Tempos depois, já em abril deste fatídico 2020, soube-se pelos jornais que a secretária fôra internada com COVID e "Zé Trambique" foi visitá-la, dizendo-se motorista da família e com recado importante para a senhora.

-- "Você, por aqui ? Trouxe o remédio ? Agora, eu tomo" !

-- "Demorô", querida... acabou o estoque, agora eu 'tou vendendo a "Medalha Milagrosa de Santo Antônio", traz um pedacinho dos ossos do Santo, essa cura tudo, tudo mesmo" !

-- "'Pera lá, seu pilantra... ninguém chega perto do Santo, está num mausoléu bem protegido. Como tens os ossos dele" ?!

-- "Lá vem a senhora de novo... Santo Antônio DO CANINDÉ, santo milagreiro das caatingas, protetor do Agreste, não é o de lá de Assis, não" !

-- "Deixa eu ver se entendi... fizeram "picadinho" do padre e você tem um bocado de "pedacinhos" dele" !

-- "Nada disso... um monge veio de lá do Ceará e me deu algumas medalhas, para "distribuir" entre os necessitados. A amiga vai me dar a contribuição que puder" !

("Zé Trambique" só não explicou que disputara com meia dúzia de urubus os "ossinhos" de um vira-lata morto. As medalhas de Santo Antão foi fácil de conseguir, depois foi só colar os ossinhos caninos em cada uma, com Superbond.)

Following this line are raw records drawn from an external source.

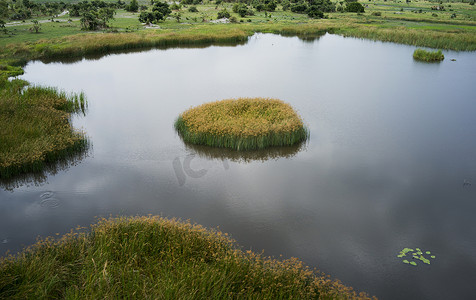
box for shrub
[345,2,365,13]
[307,5,324,19]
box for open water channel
[0,34,476,299]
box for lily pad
[397,248,436,266]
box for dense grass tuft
[0,216,376,299]
[413,49,445,62]
[175,98,309,150]
[0,79,88,179]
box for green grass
[0,216,376,299]
[413,49,445,62]
[175,98,309,150]
[0,78,87,179]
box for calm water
[0,34,476,299]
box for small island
[413,48,445,62]
[175,98,309,150]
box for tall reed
[0,216,376,299]
[175,98,309,150]
[413,48,445,62]
[0,80,88,179]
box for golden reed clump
[175,98,309,150]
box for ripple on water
[40,191,60,208]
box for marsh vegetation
[0,80,88,179]
[0,216,370,299]
[413,48,445,62]
[175,98,309,150]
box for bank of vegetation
[413,48,445,62]
[0,78,88,179]
[175,98,309,150]
[0,216,376,299]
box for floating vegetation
[413,49,445,62]
[397,248,436,266]
[0,78,88,179]
[175,98,309,150]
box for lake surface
[0,34,476,299]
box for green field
[0,0,476,53]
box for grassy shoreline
[0,78,88,179]
[0,216,371,299]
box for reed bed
[175,98,309,150]
[0,216,376,299]
[333,24,476,51]
[413,49,445,62]
[0,80,88,179]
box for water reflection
[40,39,248,64]
[180,142,307,163]
[6,34,476,299]
[0,141,92,192]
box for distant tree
[0,0,8,18]
[0,19,8,34]
[174,12,182,23]
[345,2,365,13]
[80,7,115,30]
[30,20,41,33]
[139,2,172,23]
[217,8,231,19]
[307,5,324,19]
[125,0,139,12]
[233,2,254,18]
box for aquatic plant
[0,79,88,179]
[175,98,309,150]
[413,49,445,62]
[0,216,370,299]
[397,248,436,266]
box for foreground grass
[0,216,369,299]
[413,49,445,62]
[0,78,87,179]
[175,98,309,150]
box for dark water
[0,34,476,299]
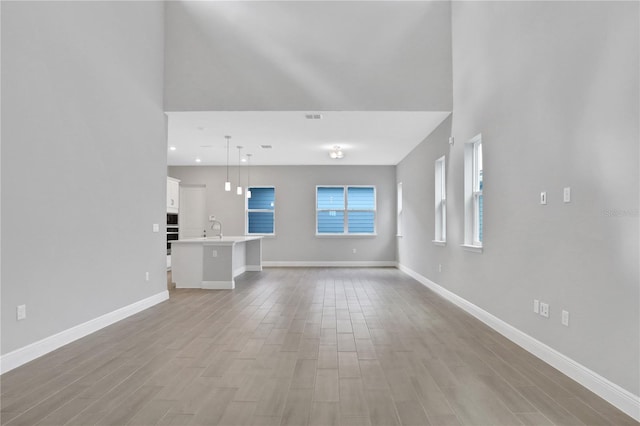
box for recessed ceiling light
[329,145,344,160]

A secretária colocou comovida a medalha no pescoço, singelas lágrimas a escorrer discretas nos cantos dos olhos. "Zé Trambique", com a carteira forrada de notas graúdas, partiu ciente de ter cumprido um momento de caridade cristã, A velhota findou no cemitério dias depois, ainda com a medalha no peito. O "Zé" pegou COVID-76 devido à visita... ficou cego, surdo, mudo e paralítico por uma semana, contudo recusou tomar seu próprio remédio. "Êle não era doido !", comentaria já restabelecido.

"NATO" AZEVEDO (em 26/julho 2020, 7hs)

OBS: (*1) SHUT UP, MAN ! - (lê-se "XÂRAP MEN"), significa... CALE-SE, HOMEM !

(*2) "BAROA" - na voz do povo corruptela de BARONESA, "mulher de "BARÃO", qualquer pessoa endinheirada. com a carteira "recheada".